Not everyone grew up learning how to cook venison, and the idea of cooking venison can seem intimidating. Don't be afraid! It's easy if you understand a few simple differences between cooking venison and other much fatter red meats.
Low Fat Content
The only real difference is the lack of fat. This gives venison a tendency to "dry out" quicker as there is no grease in the meat to baste it as it cooks. As the cook, you simply ensure that the natural moisture of the meat is not lost by using moist cooking methods and not overcooking the meat.
As a rule of thumb, you can substitute Broken Arrow Ranch venison in almost any of your favorite beef, lamb, or pork recipes.

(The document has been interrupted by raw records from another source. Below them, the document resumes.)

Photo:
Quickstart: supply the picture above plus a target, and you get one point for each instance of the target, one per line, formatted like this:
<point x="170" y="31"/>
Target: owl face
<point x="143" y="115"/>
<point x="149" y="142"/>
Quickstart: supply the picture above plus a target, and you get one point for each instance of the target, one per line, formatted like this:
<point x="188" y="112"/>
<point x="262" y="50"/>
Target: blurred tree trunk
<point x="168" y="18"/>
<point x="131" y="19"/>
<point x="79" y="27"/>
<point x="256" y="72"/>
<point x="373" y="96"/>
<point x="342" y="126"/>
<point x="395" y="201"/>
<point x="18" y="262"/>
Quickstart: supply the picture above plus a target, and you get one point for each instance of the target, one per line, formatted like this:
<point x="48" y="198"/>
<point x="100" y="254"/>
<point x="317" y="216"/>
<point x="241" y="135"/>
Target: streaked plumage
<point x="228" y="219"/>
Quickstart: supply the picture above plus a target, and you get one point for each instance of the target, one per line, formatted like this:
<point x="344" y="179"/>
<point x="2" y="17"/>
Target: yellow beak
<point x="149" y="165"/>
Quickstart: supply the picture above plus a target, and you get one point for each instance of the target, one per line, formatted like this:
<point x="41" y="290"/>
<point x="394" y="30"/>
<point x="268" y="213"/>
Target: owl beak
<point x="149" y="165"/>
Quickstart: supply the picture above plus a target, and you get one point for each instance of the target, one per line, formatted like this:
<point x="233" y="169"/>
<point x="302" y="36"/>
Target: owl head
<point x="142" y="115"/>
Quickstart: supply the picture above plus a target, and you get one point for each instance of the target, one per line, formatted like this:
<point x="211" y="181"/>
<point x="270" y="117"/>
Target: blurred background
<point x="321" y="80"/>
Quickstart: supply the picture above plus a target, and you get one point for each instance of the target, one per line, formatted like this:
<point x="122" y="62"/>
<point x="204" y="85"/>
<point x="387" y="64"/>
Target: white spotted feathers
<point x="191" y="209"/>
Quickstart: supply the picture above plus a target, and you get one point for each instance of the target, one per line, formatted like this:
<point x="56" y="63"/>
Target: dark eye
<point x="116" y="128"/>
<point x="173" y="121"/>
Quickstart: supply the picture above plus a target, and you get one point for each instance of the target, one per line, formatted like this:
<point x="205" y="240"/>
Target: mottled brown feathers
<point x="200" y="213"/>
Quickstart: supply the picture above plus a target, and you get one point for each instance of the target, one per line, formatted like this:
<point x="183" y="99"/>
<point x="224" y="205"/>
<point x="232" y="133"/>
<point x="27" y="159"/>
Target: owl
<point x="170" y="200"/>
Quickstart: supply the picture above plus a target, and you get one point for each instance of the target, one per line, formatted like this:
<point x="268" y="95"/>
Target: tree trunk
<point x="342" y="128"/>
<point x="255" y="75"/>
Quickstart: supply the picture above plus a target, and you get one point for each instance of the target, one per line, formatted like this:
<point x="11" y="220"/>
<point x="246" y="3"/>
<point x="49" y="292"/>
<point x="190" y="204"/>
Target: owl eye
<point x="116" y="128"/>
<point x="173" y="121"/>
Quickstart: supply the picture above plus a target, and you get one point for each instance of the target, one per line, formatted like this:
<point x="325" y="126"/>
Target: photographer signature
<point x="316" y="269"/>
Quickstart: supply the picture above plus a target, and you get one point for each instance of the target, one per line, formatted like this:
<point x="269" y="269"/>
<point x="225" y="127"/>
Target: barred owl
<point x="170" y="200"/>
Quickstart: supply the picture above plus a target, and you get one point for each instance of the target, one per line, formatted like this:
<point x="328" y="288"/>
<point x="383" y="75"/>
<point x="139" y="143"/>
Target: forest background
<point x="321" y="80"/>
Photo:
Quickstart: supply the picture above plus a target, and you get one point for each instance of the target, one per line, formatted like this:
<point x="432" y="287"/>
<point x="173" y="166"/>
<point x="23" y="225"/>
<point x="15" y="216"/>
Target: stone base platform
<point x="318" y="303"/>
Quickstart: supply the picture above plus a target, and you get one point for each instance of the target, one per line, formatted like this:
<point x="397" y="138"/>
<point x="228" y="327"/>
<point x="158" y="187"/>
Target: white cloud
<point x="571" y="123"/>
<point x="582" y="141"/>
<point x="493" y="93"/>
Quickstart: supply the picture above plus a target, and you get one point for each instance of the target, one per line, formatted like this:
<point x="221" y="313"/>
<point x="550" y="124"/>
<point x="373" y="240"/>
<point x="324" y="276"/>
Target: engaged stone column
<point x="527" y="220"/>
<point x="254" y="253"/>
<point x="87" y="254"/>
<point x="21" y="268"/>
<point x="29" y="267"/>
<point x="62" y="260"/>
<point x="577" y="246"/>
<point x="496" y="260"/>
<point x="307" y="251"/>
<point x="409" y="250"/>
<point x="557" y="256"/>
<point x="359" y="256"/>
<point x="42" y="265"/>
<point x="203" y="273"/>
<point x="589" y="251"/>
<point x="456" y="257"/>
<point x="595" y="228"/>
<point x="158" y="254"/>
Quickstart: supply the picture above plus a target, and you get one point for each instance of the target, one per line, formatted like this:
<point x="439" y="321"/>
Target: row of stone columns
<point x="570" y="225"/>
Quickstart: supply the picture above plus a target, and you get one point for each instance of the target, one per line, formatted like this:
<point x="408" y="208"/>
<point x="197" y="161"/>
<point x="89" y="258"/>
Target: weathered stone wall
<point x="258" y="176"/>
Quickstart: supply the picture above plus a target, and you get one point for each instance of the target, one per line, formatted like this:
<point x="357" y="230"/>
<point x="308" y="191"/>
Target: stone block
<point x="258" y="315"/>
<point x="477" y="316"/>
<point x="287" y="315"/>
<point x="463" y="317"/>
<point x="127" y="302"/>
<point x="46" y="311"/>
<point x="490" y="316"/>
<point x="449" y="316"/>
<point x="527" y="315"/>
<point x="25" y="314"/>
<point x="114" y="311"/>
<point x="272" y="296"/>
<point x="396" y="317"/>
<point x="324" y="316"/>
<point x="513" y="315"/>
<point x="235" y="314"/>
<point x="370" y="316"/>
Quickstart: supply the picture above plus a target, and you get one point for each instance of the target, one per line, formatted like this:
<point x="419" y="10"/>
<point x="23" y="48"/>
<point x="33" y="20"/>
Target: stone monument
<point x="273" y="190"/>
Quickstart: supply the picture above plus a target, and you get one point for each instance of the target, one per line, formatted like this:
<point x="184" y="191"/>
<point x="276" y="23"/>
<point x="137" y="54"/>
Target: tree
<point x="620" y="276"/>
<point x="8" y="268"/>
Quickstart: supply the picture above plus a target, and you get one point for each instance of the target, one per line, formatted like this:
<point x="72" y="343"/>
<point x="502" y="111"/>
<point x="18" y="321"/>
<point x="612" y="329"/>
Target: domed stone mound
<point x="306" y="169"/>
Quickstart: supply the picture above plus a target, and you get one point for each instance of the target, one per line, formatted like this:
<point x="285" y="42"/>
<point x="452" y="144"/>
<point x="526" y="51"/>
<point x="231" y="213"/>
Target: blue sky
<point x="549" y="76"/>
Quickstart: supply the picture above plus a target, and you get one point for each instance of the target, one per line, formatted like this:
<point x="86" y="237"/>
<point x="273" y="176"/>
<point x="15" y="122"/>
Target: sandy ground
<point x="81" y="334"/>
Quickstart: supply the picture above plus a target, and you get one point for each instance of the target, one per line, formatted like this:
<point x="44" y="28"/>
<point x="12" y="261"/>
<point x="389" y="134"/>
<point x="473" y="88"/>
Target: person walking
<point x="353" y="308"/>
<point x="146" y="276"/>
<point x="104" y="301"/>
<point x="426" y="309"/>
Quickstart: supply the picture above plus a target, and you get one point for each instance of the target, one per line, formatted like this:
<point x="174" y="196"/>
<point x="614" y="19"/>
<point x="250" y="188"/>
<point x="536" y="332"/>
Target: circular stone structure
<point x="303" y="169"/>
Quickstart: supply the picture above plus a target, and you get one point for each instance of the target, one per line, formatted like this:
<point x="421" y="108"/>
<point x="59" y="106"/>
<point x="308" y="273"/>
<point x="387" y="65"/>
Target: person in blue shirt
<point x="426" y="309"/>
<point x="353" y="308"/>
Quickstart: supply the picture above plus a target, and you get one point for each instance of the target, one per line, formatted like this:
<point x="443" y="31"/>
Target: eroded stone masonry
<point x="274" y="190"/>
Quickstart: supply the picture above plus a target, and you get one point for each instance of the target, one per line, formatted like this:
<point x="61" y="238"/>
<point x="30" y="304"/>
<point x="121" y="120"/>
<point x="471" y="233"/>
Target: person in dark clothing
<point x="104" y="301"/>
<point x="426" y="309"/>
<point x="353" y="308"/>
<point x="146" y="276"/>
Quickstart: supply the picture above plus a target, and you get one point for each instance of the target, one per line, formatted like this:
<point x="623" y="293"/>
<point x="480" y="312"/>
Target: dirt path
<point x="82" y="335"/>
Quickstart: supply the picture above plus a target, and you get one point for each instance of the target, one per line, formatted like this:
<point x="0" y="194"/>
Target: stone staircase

Dry Cooking Methods - For Tender Cuts
If the recipe uses a "dry" cooking method (grilling, broiling, etc.) you should reduce the cooking time, cook the meat less well done than you might otherwise, and baste the meat while cooking.
Venison has no "marbling" (streaks of fat separating the meat fibres) so it does not seem as tender as fatty beef. In fact, lean beef without the marbling is less tender than venison. The secret to tender venison is proper cooking. If it is a choice cut of venison that is naturally tender (the loin or choice leg cuts) the best cooking method is broiling, grilling, or sautéing rapidly to cook the outer surface while leaving the interior rare to medium-rare. Sliced across the grain, it will be tender and juicy.
Never expose sliced venison (or even whole roasts) to the drying effect of air for very long. Venison should be sliced immediately before serving. Leaving it sliced on a platter for even a few minutes can allow it to dry out. If necessary to slice it in advance, cover it with plastic wrap to prevent evaporation.
Moist Cooking Methods - For Less Tender Cuts
If the recipe uses a "moist" cooking method (stewing, braising, boiling, etc.) simply follow the recipe as written.
A less tender cut (roasts, stew meat, or round steaks) should be cooked long and slowly using a moist cooking method. If you stew or braise venison and it's not tender, it's just not cooked long enough. Allow more cooking time than you might expect to allow the meat to tenderize. Cooked adequately, the meat will be fork tender every time.